Pbro. Javier Gómez/ Párroco de Nuestra Señora de San Juan de los Lagos
Hay una idea que se repite en nuestras lecturas de este domingo: «lo que Él abra, nadie lo cerrará; lo que Él cierre, nadie lo abrirá», dice el profeta Isaías refiriéndose al nuevo mayordomo del palacio real. Jesús por su parte le dice a Pedro: «todo lo que ates en la tierra quedará atado en el cielo, y todo lo que desates en la tierra quedará desatado en el cielo. Estas palabras del Señor, séanos permitido destacarlo, no fueron dichas a ninguna otra persona en ninguna otra circunstancia.
Ante la pregunta de Cristo: ¿Quien dicen ustedes que soy Yo? Pedro tomó la palabra y dijo: “Tú eres el Mesías, el Hijo de Dios vivo”. Jesús le respondió: “¡Dichoso tú, Simón, hijo de Jonás!, porque eso no te lo ha revelado nadie de carne y hueso, sino mi Padre que está en el cielo”.
Ahora te digo yo: Tú eres Pedro, y sobre esta piedra edificaré mi Iglesia, y el poder del infierno no la derrotará. Te daré las llaves del reino de los cielos; lo que ates en la tierra, quedará atado en el cielo, y lo que desates en la tierra, quedará desatado en el cielo”.
La respuesta inspirada de Pedro es el conocimiento interior prometido por Dios
para aquellos con quienes establece la nueva alianza: «todos me conocerán». Su Iglesia es el nuevo pueblo, con un mandamiento nuevo, con una doctrina nueva, llamada a crear hombres nuevos bajo la guía del Vicario de Cristo, el sucesor de Pedro.
Te daré las llaves
Esto no se reduce a la interpretacion protestante: El servicio de las llaves: Es el anuncio del Reino de Dios, pues a través de la predicación la gente entra al Reino. Las palabras de Pedro son expresión de la fe de todos los creyentes, de modo que lo que dice Cristo finalmente debe entenderse de la Iglesia entera. La única preminencia de Pedro fue el honor de abrir primero que ellos las puertas del Evangelio para el mundo. Las llaves indican la capacidad de explicar y anunciar la verdad del Evangelio.

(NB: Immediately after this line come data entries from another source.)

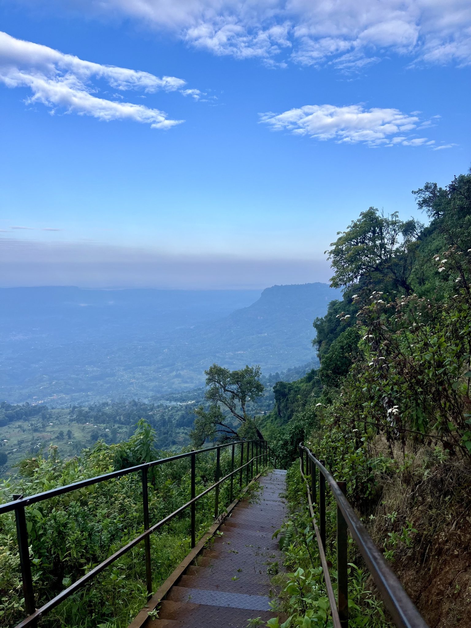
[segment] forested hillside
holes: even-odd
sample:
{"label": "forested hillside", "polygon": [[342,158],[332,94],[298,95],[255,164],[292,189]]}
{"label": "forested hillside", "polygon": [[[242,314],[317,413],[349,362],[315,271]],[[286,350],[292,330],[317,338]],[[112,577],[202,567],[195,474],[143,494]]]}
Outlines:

San Agustín escribe a este propósito:
“La Iglesia ha recibido las llaves del Reino de los cielos, a fin de que se realice en ella la remisión de los pecados por la Sangre de Cristo y la acción del Espíritu Santo. En esta Iglesia es donde revive el alma, que estaba muerta por los pecados, a fin de vivir con Cristo, cuya gracia nos ha salvado”. San Juan Crisóstomo llega a más cuando afirma:
“Los sacerdotes han recibido un poder que Dios no ha dado ni a los ángeles, ni a los arcángeles…Dios sanciona allá arriba todo lo que los sacerdotes hagan aquí abajo». Descubrimos pues, que en Pedro Dios ha depositado en su Iglesia Potestad jurídica.
Potestad no sólo en lo que se refiere al gobierno y dirección de los caminos de la Iglesia, sino también en lo referente al progreso y crecimiento espiritual: el perdón de los pecados.
Jesús otorgó a sus discípulos el poder para perdonar los pecados de los fieles, que en condición de fe, manifiesten su arrepentimiento. También propició las formas para que este sacramento sea transmitido entre los clérigos de manera de poder aplicar esta sagrada bendición de forma universal.
Aquí tenemos un punto firme y seguro de nuestra fe porque Jesucristo quiso edificar su Iglesia sobre Pedro y sus sucesores.
En sus enseñanzas y en su Magisterio pontificio hallamos una roca inconmovible de frente a los oleajes de confusión doctrinal que hoy en día se arremolinan por doquier, sobre todo en todas esas sectas que quieren asolar y engañar a los fieles católicos.
En el Papa, en los obispos y en los sacerdotes fieles, es decir, en todos aquellos que reconocen la autoridad del Romano Pontífice, siguen su Magisterio y transmiten sus enseñanzas encontramos al mismo Cristo, Buen Pastor, que guía a sus ovejas a los pastos del cielo.
¡Escuchemos su voz, sigamos sus huellas, imitemos su ejemplo de amor, de santidad y de entrega incondicional para el bien de todos los hombres, nuestros hermanos!
Que este sea hoy nuestro compromiso: vivir, defender y proclamar nuestra fe católica,
en obediencia al Papa y a nuestros pastores; y, si Dios lo permitiera, también pedirle la gracia de morir por ella.
Que Dios así nos lo conceda y desde ahora proclamar nuestra fe con nuestras propias obras.